El análisis inicial identifica “indicios relevantes” sobre operaciones de comercio exterior de Ingemar S.A. de C.V., empresa que la fiscalía vincula con Ernesto Ruffo Appel y considera el eje del esquema. Esos hallazgos, dice Godoy, aportan elementos del modus operandi y podrían abrir nuevas líneas de investigación. El caso se originó con el hallazgo de ferrotanques abandonados en Coahuila y se refiere a una presunta red de contrabando de combustibles por vía férrea, huachicol fiscal: declarar sólo una fracción del volumen real, alrededor de 10 mil litros por carro tanque frente a hasta 110 mil, para evadir impuestos.

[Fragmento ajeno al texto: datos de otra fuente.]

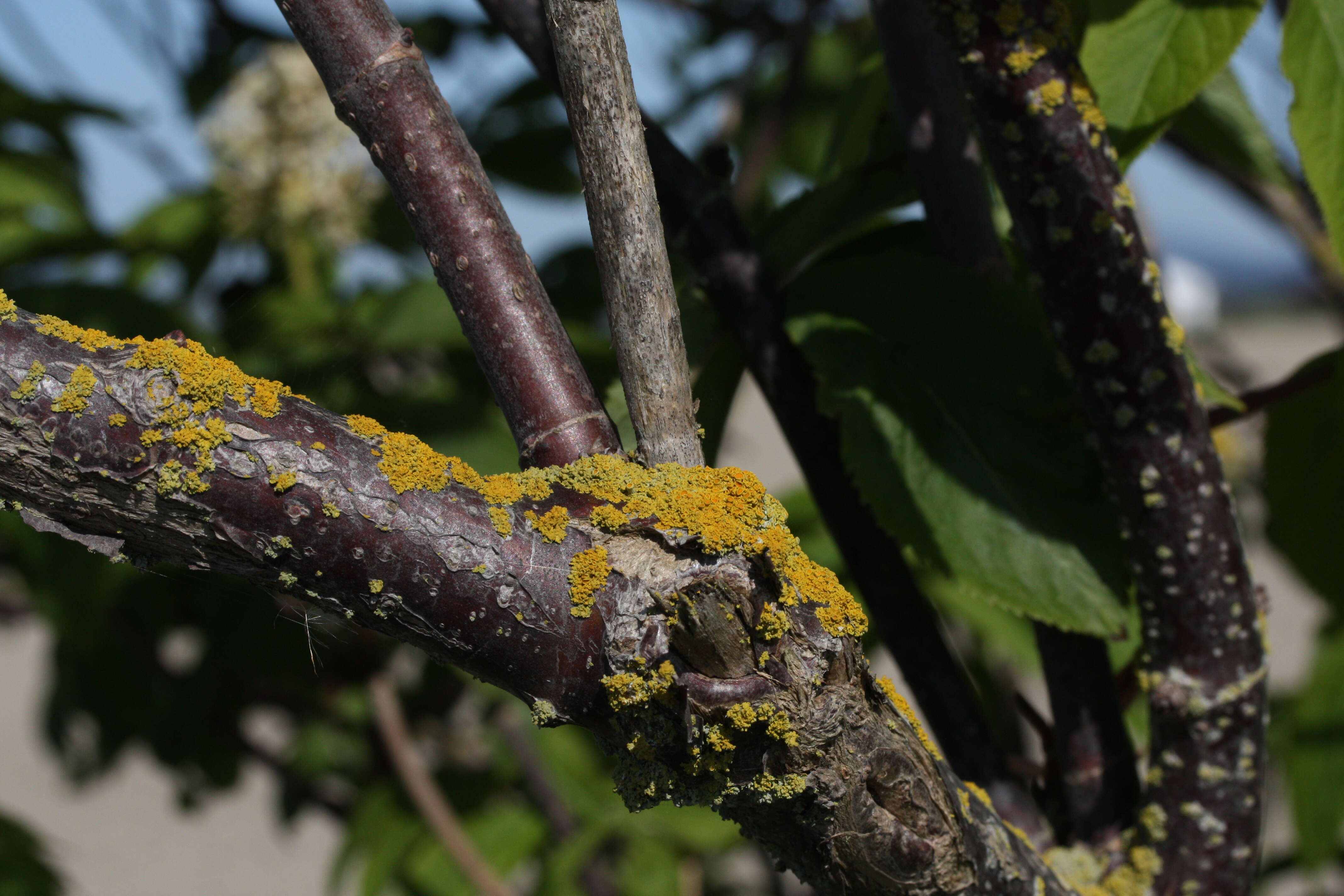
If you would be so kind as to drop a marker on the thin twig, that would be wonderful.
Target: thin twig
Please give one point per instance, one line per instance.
(1258, 400)
(423, 790)
(944, 154)
(1203, 659)
(384, 91)
(623, 207)
(596, 876)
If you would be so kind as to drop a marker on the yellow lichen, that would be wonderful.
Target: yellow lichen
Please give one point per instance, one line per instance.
(1046, 98)
(715, 738)
(411, 464)
(588, 575)
(502, 523)
(88, 339)
(608, 518)
(76, 395)
(742, 716)
(365, 426)
(628, 690)
(29, 387)
(1021, 61)
(553, 524)
(206, 381)
(773, 624)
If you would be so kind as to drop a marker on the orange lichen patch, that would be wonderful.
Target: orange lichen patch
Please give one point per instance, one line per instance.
(365, 426)
(553, 524)
(588, 575)
(1046, 98)
(628, 690)
(742, 716)
(91, 340)
(29, 387)
(1021, 61)
(772, 625)
(205, 381)
(1086, 104)
(502, 490)
(174, 477)
(411, 464)
(75, 398)
(909, 715)
(608, 518)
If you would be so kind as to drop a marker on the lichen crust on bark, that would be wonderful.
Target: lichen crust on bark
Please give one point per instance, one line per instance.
(669, 610)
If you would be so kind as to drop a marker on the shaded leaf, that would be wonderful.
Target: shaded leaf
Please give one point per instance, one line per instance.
(1304, 483)
(961, 433)
(1313, 61)
(1148, 60)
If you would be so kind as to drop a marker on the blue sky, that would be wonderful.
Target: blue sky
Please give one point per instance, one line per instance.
(87, 56)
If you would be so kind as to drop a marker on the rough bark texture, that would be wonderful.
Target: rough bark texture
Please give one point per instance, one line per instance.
(384, 91)
(1203, 659)
(701, 218)
(632, 258)
(158, 452)
(944, 154)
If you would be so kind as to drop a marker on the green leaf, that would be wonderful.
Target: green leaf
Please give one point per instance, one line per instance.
(1304, 483)
(1209, 389)
(961, 433)
(1313, 61)
(1148, 60)
(1221, 127)
(1311, 741)
(23, 867)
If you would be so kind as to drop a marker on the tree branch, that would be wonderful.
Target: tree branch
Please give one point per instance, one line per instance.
(928, 93)
(623, 207)
(384, 91)
(701, 217)
(159, 452)
(1203, 660)
(1258, 400)
(433, 808)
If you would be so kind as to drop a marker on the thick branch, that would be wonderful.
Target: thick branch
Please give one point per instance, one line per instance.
(384, 91)
(158, 452)
(1203, 658)
(429, 801)
(701, 217)
(632, 258)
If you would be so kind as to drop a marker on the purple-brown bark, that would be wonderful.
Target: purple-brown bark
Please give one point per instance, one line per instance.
(384, 91)
(1203, 660)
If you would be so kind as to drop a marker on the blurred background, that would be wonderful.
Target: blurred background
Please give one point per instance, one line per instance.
(175, 165)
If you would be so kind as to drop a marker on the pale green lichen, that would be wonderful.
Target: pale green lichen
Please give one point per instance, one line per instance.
(29, 386)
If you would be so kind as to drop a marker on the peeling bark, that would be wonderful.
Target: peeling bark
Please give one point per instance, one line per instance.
(823, 769)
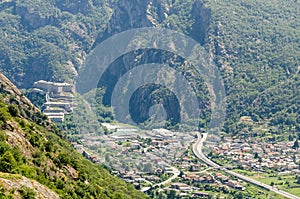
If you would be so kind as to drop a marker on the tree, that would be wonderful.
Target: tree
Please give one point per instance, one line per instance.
(7, 162)
(296, 145)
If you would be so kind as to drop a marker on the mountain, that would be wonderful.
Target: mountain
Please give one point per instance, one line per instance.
(255, 45)
(37, 162)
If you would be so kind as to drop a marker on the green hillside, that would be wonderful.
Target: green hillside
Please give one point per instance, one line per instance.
(33, 147)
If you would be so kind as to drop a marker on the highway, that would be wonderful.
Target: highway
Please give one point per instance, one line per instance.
(197, 149)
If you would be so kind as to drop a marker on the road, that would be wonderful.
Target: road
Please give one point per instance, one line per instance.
(197, 149)
(176, 173)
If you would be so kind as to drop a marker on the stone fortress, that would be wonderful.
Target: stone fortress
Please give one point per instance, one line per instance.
(59, 98)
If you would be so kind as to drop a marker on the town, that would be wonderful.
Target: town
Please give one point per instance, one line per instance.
(162, 161)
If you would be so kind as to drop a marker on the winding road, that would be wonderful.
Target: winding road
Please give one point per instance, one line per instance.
(197, 149)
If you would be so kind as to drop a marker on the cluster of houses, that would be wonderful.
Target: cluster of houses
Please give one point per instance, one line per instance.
(260, 156)
(59, 98)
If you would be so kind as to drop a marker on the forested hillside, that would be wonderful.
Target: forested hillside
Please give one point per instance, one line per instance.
(32, 147)
(255, 44)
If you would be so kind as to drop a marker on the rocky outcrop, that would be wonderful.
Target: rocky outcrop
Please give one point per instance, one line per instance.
(33, 19)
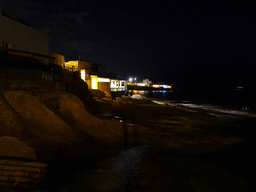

Ruffo Appel, exgobernador de Baja California, fue detenido el 16 de julio del 2026 en Ensenada, vinculado a proceso junto con otros imputados por delincuencia organizada, contrabando y delitos en materia de hidrocarburos, y permanece en el penal federal del Altiplano. De 25 presuntos integrantes, nueve han sido detenidos. Godoy precisó que, hasta el momento, la FGR no ha sido notificada de que la defensa de Ernesto “N” haya solicitado cambiar la prisión preventiva oficiosa por prisión domiciliaria. Añadió que se respetan la presunción de inocencia, el debido proceso y las garantías de defensa, y que en el internamiento se cubren los cuidados de salud correspondientes.